During a follow-up of about 9 years, the team found 11 881 deaths, including 2426 from cardiovascular diseases (CVD), 1211 from coronary heart disease (CHD), and 466 from a stroke.
The researchers found that PM2.5, PM10, NO2, and NOx were linked to all-cause death.
PM2.5 was also linked to increased risks of heart disease death.
In addition, the team found that adherence to healthy diets changed associations of PM2.5, NO2, and NOx with all-cause death.
The team found vegetable intakes showed interactions with PM2.5, NO2, and NOx.
The associations between air pollutants and increased risks of death risk were reduced among people with higher vegetable intakes.

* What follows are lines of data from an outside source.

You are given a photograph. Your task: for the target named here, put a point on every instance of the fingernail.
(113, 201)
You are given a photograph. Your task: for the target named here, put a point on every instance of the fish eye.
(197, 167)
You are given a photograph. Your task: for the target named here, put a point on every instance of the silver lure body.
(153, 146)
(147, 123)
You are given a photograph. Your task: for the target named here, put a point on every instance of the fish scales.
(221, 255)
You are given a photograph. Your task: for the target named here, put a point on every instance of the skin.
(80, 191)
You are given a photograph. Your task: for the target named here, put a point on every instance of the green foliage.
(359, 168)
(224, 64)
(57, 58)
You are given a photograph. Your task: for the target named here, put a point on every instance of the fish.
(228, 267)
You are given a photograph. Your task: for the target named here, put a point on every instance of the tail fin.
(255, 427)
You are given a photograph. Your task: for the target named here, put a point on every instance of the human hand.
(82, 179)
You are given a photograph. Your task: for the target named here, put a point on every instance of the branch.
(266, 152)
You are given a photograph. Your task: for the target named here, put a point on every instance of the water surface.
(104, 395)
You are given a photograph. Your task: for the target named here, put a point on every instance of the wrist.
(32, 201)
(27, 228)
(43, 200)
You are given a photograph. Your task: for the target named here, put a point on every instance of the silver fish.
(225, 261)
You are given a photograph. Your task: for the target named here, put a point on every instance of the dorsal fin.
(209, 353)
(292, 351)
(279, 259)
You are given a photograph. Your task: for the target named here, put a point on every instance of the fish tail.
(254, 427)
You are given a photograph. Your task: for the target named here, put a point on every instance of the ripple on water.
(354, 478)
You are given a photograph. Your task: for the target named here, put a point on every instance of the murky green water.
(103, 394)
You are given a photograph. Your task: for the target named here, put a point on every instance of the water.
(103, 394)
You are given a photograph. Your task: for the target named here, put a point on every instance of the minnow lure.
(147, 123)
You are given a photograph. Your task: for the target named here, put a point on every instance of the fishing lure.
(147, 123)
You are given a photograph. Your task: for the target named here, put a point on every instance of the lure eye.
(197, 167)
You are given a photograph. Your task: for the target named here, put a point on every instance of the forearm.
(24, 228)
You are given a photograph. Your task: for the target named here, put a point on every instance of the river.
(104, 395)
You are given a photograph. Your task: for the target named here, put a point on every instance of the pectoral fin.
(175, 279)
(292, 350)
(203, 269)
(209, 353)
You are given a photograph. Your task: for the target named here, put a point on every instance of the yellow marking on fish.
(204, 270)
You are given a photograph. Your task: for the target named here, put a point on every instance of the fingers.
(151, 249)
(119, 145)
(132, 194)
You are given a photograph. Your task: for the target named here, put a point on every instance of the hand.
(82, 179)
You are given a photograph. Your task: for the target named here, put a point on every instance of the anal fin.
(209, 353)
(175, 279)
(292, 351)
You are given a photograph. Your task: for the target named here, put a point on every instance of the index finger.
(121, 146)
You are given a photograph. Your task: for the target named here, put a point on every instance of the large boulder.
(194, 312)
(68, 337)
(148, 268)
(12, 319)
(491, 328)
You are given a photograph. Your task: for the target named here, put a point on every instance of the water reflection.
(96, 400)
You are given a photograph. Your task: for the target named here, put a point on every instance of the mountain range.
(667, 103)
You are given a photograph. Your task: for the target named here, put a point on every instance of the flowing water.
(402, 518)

Based on the findings, the team says this study provides evidence linking long-term exposure to various air pollutants to the risk of all-cause and heart disease death.
The findings also showed the potential reduction of a healthy diet, especially high vegetable intakes, on such relations.
These findings highlight the importance of adherence to a healthy diet in lowering air pollution-related death risk.
The research was published in The International Journal of Epidemiology and conducted by Mengying Wang et al.